I'm occasionally irritated by the distance academic theorists create between themselves and the "real world," intentionally or otherwise, but this feeling is probably better directed toward those who misrepresent abstract thinking in pedagogical contexts. Many teachers don't attempt to explain the purpose of a particular abstract concept in an academic lesson, which is confusing and discouraging to students. Others justify it with the reasonable but somewhat unsatisfactory answer that it "teaches you how to think." This is true, but inevitably invites the response from students, "So do lots of things. Why don't we just learn about X [that I enjoy more, or that is more overtly useful in some very specific context in industry] instead?" I've always felt that a better framing is one like "When you learn, you are not just learning information; you're learning about a perspective that you can apply to problems in a number of contexts." That's ultimately not a very different statement, but the implication is on diversity of thought, not that "this specific abstract concept is important, and others may not be."

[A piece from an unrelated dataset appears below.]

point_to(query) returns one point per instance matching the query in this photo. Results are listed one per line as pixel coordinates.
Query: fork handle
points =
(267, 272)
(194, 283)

In an interdisciplinary curriculum, it quickly becomes obvious that any two random academic subjects have substantially more overlap than may be immediately clear. For instance, I've been continually surprised by the overlap between literary theory, linguistics, and computer science as I've learned more about each field; or biology and theoretical physics; or mathematics and music; or any other combination of disciplines. What we learn is definitely important, because it changes the exact approach we'll take when applying a particular framework to any other subject, but the most important part is indeed that we are learning something abstract to begin with, and further that we accompany it with other, complementary forms of abstract learning. It's the synthesis of grounded and abstract thought, each varied in their own right, that is truly valuable.
Thank you for this meditate response.